An open letter to the government has been penned by the National Iwi Chairs Forum out of concern for the way rāhui are being ignored.
Earlier this year, two people died while swimming in Manawatū River, where a rāhui was in place after another pair went missing.
Dame Rangimarie Naida Glavish of Ngāti Whātua is one of the signatories. She told Jesse Mulligan that rāhui is an ancient ritual that has been applied long before Te Tiriti o Waitangi and since then.
She wants New Zealanders to understand that rāhui is about health and safety for everyone.
"For instance, if there is a drowning, a rāhui will be in place to ensure the body is retrieved and that no-one else drowns there during the time of the rāhui.
"If it is on a environmental issue, it's about health and safety again, to ensure that no-one gets hurt.
"The purpose of the rāhui is for everybody, Māori will lay the rāhui but it's for the health and safety of everyone."
'It's about health and safety' - Dame Rangimarie Naida Glavish
Dame Naida compared it to how the government had put in place Covid-19 and border restrictions to protect New Zealanders from the coronavirus.
She said in the same way that Covid-19 restrictions had come into law, "because the government has said so", then rāhui should too.
Another point of contention recently on rāhui has been disagreements over whether there is one in place at Parnell's Dove-Myer Robinson Park, where the government is trying to build an Erebus Memorial at the same site where a sprawling pōhutukawa tree stands.
Protect Mataharehare placed a rāhui on the site but Ngāti Whātua Ōrākei - the hapū with mana whenua for central Auckland - questioned its legitmacy.
Dame Naida has previously told RNZ she was against the "monstrosity" project, saying it would damage the pōhutukawa tree which she estimated to be over 180 years old.
While some may breach a rāhui ignorantly, she said, "when the government breaks a rāhui that's another issue, because no government in this country can tell us they're not aware of a rāhui and its purpose".
"There's a desire by the prime minister and others ... to cut into the roots of that tree to erect an Erebus Memorial there in Parnell. There was a rāhui placed on there to protect the tree, to protect the use of that park as well.
"It wasn't the Crown's responsibility to disregard the rāhui placed [by] whom they wanted to listen to."

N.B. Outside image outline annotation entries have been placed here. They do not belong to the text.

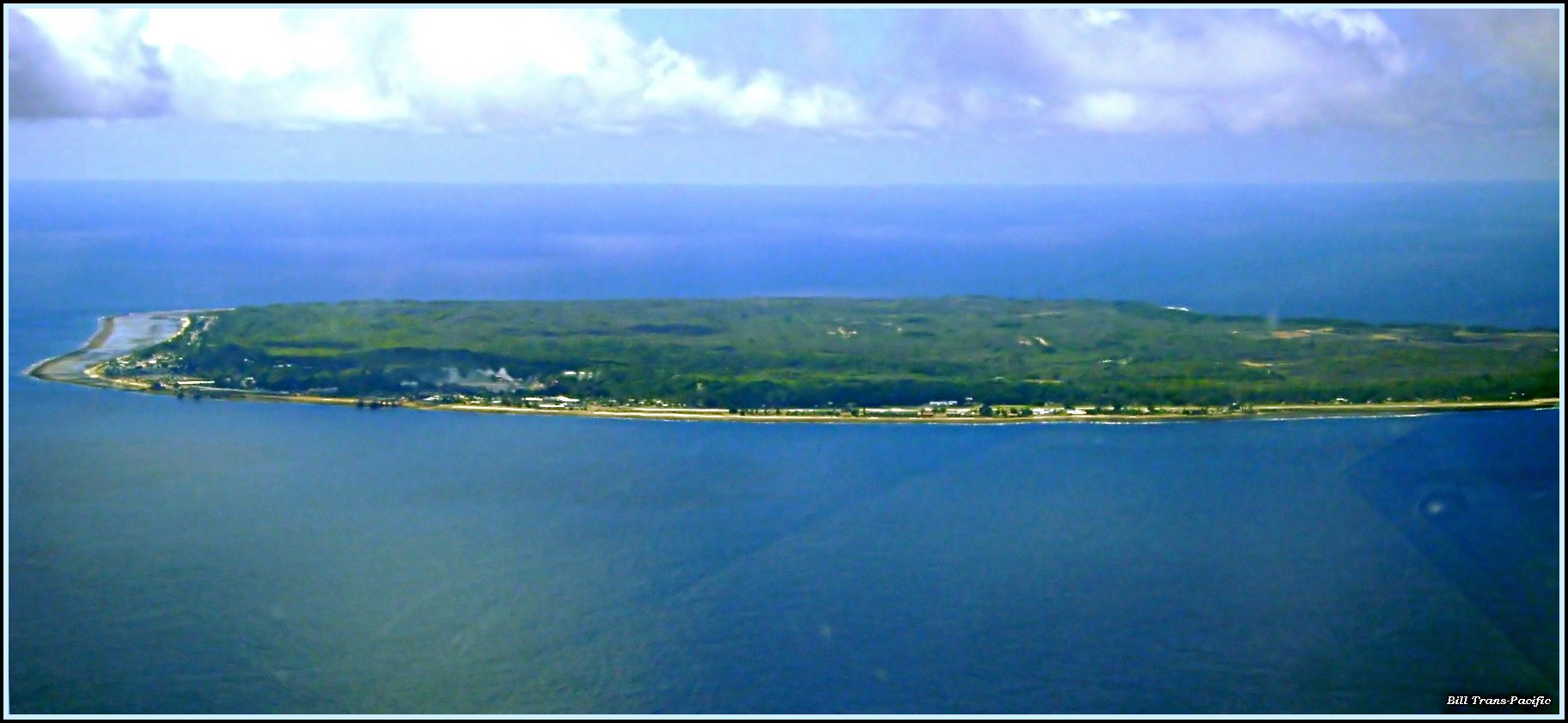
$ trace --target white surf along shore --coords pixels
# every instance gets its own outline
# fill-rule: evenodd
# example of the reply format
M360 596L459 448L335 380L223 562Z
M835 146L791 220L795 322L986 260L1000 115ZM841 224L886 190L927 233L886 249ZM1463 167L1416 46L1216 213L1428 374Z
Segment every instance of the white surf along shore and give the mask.
M66 381L108 389L127 389L152 392L152 384L143 380L110 378L100 369L116 358L144 350L155 343L166 342L185 332L194 317L230 309L179 309L121 314L100 317L99 329L88 342L66 354L45 359L28 367L24 373L49 381ZM179 381L180 387L193 392L207 392L216 398L249 398L273 401L301 401L314 405L364 405L362 400L342 397L317 397L306 394L267 392L254 389L216 387L193 380ZM1055 414L1049 417L850 417L836 409L822 409L820 414L792 416L743 416L729 414L726 409L685 409L685 408L627 408L586 405L580 409L536 409L516 406L495 406L480 403L430 403L403 401L395 406L414 409L442 409L464 412L502 412L502 414L543 414L543 416L591 416L591 417L624 417L624 419L688 419L688 420L737 420L737 422L892 422L892 423L1030 423L1030 422L1192 422L1201 419L1294 419L1322 416L1408 416L1439 411L1482 411L1482 409L1527 409L1554 408L1559 398L1534 398L1512 401L1383 401L1383 403L1339 403L1339 405L1254 405L1247 412L1220 412L1204 417L1192 417L1179 411L1156 414ZM812 411L815 412L815 411Z

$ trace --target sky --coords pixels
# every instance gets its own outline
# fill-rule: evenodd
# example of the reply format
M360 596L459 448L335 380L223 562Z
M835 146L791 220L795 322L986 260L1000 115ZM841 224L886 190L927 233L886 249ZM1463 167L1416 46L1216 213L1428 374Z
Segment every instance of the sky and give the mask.
M1562 9L6 6L14 179L1544 180Z

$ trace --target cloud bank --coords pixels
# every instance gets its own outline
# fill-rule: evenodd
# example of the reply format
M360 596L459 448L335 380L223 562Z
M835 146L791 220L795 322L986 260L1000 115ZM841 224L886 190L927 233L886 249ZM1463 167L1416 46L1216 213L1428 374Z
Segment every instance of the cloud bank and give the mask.
M605 9L8 9L9 111L610 133L1555 127L1555 11L1400 17L908 11L878 72L811 80L638 38Z

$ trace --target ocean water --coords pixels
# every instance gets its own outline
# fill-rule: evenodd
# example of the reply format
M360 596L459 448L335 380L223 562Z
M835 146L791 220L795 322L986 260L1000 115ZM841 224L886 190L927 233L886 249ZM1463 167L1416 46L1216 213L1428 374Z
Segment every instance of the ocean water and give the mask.
M20 376L103 314L345 298L989 293L1557 328L1555 185L11 191L13 712L1560 699L1555 409L768 425Z

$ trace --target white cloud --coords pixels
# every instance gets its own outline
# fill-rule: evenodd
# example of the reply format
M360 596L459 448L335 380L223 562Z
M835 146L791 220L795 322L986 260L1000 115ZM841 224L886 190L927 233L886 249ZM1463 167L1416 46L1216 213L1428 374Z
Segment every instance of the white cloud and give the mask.
M49 39L61 74L144 83L147 74L125 63L144 52L152 75L166 78L166 110L202 119L601 130L867 122L845 89L768 71L710 72L662 39L633 38L607 9L20 13Z
M613 9L8 9L6 25L17 118L850 135L1555 127L1555 11L1408 13L908 11L883 38L822 25L713 44L756 41L781 61L743 69L640 38ZM859 71L797 55L858 56Z

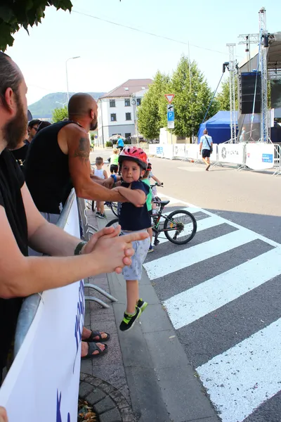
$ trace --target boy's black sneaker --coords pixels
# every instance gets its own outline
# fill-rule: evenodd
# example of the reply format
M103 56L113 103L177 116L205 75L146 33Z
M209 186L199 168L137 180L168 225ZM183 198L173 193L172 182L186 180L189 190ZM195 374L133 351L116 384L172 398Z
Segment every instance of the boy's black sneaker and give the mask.
M140 316L140 314L141 311L138 307L136 307L136 312L133 314L124 312L124 318L119 327L120 330L122 331L129 331L129 330L131 330L131 328L133 327L136 321Z
M142 314L146 308L146 307L148 306L148 303L143 300L143 299L138 299L136 306L140 309L140 313Z

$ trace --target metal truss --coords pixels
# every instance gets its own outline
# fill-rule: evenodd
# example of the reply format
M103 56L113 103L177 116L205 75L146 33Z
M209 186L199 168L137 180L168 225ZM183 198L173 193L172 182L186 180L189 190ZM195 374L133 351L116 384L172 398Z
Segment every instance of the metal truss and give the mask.
M235 44L227 44L229 51L229 95L230 100L230 142L236 143L236 107L235 107L235 75L236 59Z

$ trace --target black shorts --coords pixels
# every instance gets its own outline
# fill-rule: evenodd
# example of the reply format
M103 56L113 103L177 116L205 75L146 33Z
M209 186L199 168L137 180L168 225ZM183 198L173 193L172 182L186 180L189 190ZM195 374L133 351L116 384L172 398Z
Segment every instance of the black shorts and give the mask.
M118 172L118 165L117 164L110 164L110 173L117 173Z
M203 150L202 151L202 157L203 158L209 158L211 155L211 151L210 150Z

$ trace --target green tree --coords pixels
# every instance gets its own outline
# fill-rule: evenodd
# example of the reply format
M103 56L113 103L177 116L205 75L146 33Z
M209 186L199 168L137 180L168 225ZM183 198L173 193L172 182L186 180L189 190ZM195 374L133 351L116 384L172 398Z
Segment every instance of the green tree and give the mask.
M196 62L190 65L188 58L183 56L172 75L169 88L175 94L174 133L178 136L196 135L213 96ZM218 102L214 99L206 119L216 114L218 110Z
M147 139L158 138L160 128L166 124L162 109L166 103L164 94L168 94L168 82L169 77L158 70L138 108L138 129Z
M1 0L0 50L4 51L8 46L13 46L13 34L21 27L28 32L28 25L38 25L48 6L70 11L72 4L70 0Z
M67 107L66 106L64 107L58 107L53 110L53 123L61 122L63 119L65 119L65 117L68 117Z
M235 108L238 109L238 92L237 92L237 77L235 76ZM221 91L216 96L216 100L218 102L220 110L229 111L230 110L230 98L229 96L229 77L222 82Z

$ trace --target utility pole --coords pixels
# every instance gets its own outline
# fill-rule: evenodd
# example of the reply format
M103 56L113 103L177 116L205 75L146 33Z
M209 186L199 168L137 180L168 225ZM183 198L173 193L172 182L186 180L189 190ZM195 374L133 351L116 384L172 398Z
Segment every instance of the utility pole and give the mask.
M227 44L229 51L229 95L230 100L230 142L236 143L236 107L235 107L235 44Z
M259 15L259 69L261 79L261 141L268 142L268 69L267 53L268 48L268 33L266 30L266 11L262 7Z

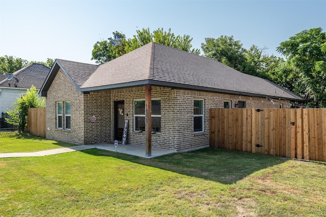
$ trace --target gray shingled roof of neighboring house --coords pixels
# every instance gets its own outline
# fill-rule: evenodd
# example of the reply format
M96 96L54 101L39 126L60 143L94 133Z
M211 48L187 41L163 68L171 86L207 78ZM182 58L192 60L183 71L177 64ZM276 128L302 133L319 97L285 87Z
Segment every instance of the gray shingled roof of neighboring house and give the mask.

Ombudsman Peter Boshier late last year advised the Ministry for Culture and Heritage and Auckland Council that he would be conducting an investigation into the project, after complaints from opponents. But work in the park has pressed ahead.
Dame Naida questioned why a rāhui would be breached when there was so much pride in instating Māori tikanga into the country.
"Here's an example, the government names all its Crown agencies Māori names and then the government calls on Māori to do blessings. And then one of my proudest moment was when the prime minister wore a kiwi korowai into Buckingham Palace, so if you can wear a kiwi korowai into Buckingham Palace, is this right that you should be in New Zealand breaching a rāhui?
"And the All Blacks and the haka. Everything that is Māori in this country is supposed to be with some pride, but when it doesn't suit, just breach it, just put a fence up, because that's what's happened."